Fintan O’Toole profiles Donald Trump and his divergence away from Americas traditional democratic norms:

All of these historical surpluses—the afterlives of slavery, of the deranged presidency, and of the threat of terrorism as permission to set aside legal and democratic rights—have raised the stakes in the present struggle. This mass of unresolved stuff is being forced toward some kind of resolution. That resolution can come in only one of two ways. What has come to the surface can be repressed again—but that repression will have to be enforced by methods that will also dismantle democracy. Trump’s boast that he can do whatever he wants will have to be institutionalized, made fully operational, and imposed by state violence. Or there will be a transformative wave of change. All of this unfinished business has made the United States semidemocratic, a half-and-half world in which ideals of equality, political accountability, and the rule of law exist alongside practices that make a daily mockery of those ideals. This half-life is ending—either the outward show of democracy is finished and authoritarianism triumphs, or the long-denied substance becomes real. The unconsumed past will either be faced and dealt with, or it will consume the American republic.

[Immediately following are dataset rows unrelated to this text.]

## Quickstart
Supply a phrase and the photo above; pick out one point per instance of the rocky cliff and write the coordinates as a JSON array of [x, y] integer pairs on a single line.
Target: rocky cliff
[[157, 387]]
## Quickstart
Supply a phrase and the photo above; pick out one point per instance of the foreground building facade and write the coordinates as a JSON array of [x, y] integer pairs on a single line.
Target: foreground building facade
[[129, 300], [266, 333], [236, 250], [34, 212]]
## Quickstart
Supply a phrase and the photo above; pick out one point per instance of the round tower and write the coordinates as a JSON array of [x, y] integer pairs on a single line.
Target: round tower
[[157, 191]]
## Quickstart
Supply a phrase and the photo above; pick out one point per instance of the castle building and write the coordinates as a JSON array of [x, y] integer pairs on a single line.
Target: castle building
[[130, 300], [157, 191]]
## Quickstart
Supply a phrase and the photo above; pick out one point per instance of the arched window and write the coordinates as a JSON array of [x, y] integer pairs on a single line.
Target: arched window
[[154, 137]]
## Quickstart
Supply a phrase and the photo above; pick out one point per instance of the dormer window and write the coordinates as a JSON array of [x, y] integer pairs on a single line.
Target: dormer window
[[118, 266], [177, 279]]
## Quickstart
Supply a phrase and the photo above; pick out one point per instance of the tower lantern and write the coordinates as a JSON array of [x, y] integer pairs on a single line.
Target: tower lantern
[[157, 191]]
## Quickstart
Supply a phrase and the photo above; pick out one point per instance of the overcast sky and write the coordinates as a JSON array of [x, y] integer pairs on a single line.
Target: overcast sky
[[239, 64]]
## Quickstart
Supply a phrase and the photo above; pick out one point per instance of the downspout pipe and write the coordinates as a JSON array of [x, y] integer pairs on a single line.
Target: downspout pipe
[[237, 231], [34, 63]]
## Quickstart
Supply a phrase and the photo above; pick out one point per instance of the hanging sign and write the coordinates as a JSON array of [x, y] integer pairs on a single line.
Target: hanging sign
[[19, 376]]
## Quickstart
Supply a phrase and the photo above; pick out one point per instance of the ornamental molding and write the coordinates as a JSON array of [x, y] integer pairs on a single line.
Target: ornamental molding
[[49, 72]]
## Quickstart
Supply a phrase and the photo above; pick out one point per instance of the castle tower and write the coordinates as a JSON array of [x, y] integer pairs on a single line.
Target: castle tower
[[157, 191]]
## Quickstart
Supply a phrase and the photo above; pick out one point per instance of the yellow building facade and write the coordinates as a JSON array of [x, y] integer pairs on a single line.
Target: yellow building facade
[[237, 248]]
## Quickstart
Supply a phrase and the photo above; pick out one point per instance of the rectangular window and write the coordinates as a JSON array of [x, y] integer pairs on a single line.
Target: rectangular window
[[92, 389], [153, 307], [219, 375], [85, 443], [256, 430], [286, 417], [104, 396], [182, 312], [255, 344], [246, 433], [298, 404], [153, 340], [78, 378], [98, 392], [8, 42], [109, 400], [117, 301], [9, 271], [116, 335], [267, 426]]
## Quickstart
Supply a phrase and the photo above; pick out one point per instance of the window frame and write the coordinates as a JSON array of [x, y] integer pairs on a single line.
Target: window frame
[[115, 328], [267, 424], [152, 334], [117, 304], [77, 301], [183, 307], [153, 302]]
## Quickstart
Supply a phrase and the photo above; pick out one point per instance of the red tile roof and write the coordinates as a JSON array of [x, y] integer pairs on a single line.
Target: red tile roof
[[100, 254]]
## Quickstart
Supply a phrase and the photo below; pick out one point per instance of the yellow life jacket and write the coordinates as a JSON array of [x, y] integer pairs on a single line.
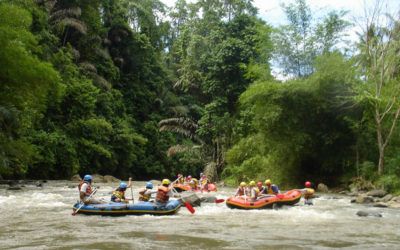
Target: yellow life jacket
[[119, 195]]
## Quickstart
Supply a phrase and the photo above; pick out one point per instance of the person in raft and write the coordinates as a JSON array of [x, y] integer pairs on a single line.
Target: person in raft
[[181, 179], [164, 192], [270, 188], [260, 187], [308, 193], [119, 194], [203, 182], [85, 190], [241, 190], [145, 193], [253, 191]]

As Black Lives Matter focuses increasing scrutiny on American police, David Brooks explores how their record differs so much from other developed economies:

We’re tracing the etiology of dehumanization here, the gradual closing-off of natural sympathy between one person and another. Almost all cops resist this pressure most of the time, and we owe them our respect, honor, and gratitude. Many of us know warm and compassionate police officers, who have rejected the worst parts of their environment—but the cultural pressures are there, nonetheless.

The Slate’s visualisation provides a strong indication of the scale of the Trans-Atlantic slave trade.

Recent unemployment figures from the US suggested that Donald Trump had me concerned that he might be spared the wrath of voters come in November. America’s failure to deal with coronavirus paints a rather different story and suggests the country may be faced with a U rather than V shaped recovery.

New confirmed cases of Covid-19 in United States, Brazil, Russia, Mexico, India and Pakistan

These figures from Reuters whilst not comparing apples with oranges, do give a clear indication of the generational divide between podcast and radio listeners.

Proportion that used a podcast in the last month and radio news in the last week by age

On a similar note, Benedict Evans looks at the growth and the more recent decline of the newspaper sector, rattled by decline consumption and advertising revenues…a point of real concern if we are expecting the fourth estate to keep a check on power.

US newspaper industry metrics

Of long been fascinated by cities, their form and how they’ve evolved to what we’re presented with today. Colouring London provides a great opportunity to explore one of the world’s great cities with overlays for age, construction, streetscape, sustainability and more.

Colouring London: age overlay

I was one of those people that happily fled the suburbs for the inner city…Ian Bogost reviews the role of suburbs in the age of coronavirus suggesting that it has strengthened their hand although this is the quote that stuck in my mind:

The tax base that suburbia generates often can’t support the infrastructure required to sustain it—roads, sewers, schools, emergency services, and all the rest. Along with federally backed mortgages and mortgage-interest deductions, the suburban lifestyle amounts to an enormous government subsidy, or else it slowly decays into disrepair.

Header image: Photo taken on visit to Heatherwick Studio during Open House London in 2019.